In conclusion, the study underscores motor traffic crash as the predominant etiology of intraarticular distal femur fractures, with AO Classification type 33C3 being the most frequently observed subtype. The functional outcomes of patients with intraarticular distal femur fractures after treatment with plates and screws, were predominantly favorable, with a significant majority achieving good to excellent results. Younger age (under 40 years), fractures categorized as type 33B according to the AO classification, and prompt surgical intervention (within 14 days) were found to influence functional outcomes positively.

Recommendation

Further studies should be conducted on the clinical management, surgical approaches, and rehabilitation outcomes specific to AO Classification type 33C3 fractures, as this subtype is most commonly observed in the study. Timely surgical intervention is strongly recommended to optimize good functional outcomes following intraarticular distal femur fractures.

Authors contribution: Denis Mbae: He developed the research title, proposal, data collection and analysis, and manuscript for publication. Faiton Mandari and Regnald Shoo were the main supervisors who oversaw this research work at every step. Godlisten Kawiche, Cuthbert Kawa, Paul Mwanemile, and Godfrey Lwanyaga were consulted for their expert contributions.

Acknowledgement: I am profoundly grateful to God for His presence and guidance throughout my dissertation preparation journey. His steadfast support has been invaluable.

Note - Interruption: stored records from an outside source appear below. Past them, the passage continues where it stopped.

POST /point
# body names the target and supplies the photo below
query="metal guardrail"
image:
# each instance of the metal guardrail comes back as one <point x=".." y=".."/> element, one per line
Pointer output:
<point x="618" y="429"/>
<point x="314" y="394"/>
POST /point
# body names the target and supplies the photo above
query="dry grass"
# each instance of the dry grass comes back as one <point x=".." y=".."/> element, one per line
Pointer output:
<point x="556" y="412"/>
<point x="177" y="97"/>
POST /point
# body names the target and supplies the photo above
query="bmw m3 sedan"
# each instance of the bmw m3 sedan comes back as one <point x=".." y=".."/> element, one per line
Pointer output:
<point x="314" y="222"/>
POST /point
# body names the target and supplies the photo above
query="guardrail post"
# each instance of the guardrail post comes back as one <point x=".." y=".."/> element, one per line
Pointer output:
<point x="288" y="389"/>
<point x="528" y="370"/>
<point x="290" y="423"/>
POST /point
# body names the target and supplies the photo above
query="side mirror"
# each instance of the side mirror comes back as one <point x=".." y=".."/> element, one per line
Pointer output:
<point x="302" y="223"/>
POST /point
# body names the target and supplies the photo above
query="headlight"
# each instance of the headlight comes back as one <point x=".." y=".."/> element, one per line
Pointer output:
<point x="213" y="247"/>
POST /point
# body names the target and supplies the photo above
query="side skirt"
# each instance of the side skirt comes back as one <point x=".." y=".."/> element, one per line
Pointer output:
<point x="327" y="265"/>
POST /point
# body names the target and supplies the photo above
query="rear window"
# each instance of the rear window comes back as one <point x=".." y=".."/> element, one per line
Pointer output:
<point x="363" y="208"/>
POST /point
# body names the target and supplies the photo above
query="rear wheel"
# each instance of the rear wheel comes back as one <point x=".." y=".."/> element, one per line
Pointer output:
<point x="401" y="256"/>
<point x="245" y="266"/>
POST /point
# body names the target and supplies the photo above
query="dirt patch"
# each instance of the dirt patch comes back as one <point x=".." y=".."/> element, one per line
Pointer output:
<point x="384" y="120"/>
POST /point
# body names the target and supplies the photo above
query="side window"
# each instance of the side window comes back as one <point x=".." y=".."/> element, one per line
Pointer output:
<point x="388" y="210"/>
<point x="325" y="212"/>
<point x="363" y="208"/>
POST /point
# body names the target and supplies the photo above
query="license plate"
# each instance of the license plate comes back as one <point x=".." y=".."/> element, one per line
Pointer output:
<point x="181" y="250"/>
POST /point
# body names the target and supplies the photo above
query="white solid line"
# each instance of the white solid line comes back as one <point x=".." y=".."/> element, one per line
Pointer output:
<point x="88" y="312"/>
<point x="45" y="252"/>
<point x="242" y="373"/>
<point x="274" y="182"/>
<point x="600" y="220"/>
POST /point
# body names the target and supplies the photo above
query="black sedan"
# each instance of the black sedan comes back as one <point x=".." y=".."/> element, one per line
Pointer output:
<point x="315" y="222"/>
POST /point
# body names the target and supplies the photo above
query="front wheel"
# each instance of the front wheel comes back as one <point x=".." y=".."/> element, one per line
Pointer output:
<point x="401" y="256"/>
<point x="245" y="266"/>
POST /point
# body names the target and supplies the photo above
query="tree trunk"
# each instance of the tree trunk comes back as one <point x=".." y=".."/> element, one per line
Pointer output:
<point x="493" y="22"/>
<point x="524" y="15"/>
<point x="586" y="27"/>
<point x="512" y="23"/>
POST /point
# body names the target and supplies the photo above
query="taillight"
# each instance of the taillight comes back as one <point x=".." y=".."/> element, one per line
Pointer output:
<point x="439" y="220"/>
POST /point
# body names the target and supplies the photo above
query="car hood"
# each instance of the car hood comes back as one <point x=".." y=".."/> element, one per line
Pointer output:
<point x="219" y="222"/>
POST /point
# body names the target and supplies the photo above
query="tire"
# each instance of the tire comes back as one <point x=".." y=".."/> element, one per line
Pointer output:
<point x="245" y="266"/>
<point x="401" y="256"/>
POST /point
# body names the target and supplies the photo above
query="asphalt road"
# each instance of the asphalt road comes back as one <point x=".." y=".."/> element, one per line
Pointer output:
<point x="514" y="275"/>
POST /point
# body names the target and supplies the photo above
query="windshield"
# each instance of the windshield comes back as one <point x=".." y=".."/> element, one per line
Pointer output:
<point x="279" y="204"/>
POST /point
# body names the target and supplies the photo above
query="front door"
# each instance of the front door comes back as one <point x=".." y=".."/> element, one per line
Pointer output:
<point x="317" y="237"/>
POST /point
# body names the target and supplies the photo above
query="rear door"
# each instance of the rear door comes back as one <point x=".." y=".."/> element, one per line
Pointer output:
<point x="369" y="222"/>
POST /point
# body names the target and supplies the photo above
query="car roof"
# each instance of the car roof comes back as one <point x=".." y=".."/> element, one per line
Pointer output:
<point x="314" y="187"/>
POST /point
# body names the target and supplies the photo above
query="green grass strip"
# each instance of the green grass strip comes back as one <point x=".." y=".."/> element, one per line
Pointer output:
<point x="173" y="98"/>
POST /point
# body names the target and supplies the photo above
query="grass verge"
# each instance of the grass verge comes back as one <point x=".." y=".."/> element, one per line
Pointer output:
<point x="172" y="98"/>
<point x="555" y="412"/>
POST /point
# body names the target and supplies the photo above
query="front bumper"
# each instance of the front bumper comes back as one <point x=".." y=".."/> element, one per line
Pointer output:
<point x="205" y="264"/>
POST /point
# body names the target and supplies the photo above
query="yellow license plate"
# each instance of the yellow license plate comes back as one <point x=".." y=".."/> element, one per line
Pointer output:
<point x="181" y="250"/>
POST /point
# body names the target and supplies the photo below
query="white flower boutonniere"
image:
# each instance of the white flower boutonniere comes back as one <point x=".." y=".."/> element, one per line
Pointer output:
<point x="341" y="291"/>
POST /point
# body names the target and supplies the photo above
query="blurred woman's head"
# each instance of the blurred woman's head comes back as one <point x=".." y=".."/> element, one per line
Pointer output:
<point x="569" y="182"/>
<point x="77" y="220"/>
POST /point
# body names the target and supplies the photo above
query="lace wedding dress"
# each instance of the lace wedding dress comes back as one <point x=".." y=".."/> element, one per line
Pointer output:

I extend heartfelt thanks to my parents, my father, Mr. Lucas Mbae and my mother, Caroline Mkwamugo Wallace, for their unwavering support and encouragement during the dissertation writing process. Their belief in me and their constant courage were instrumental in achieving this milestone.

I want to express my special gratitude to my supervisor, Dr. Faiton N. Mandari, and my co-supervisor, Dr. Regnald Shoo, as well as to all the specialists from the Department of Orthopaedic and Traumatology. Their support, guidance, and invaluable advice were essential in shaping this dissertation.

Finally, I would like to thank my fellow residents in the Orthopaedic and Traumatology department for their moral support and insightful contributions, as well as everyone else who played a part in making this dissertation a reality.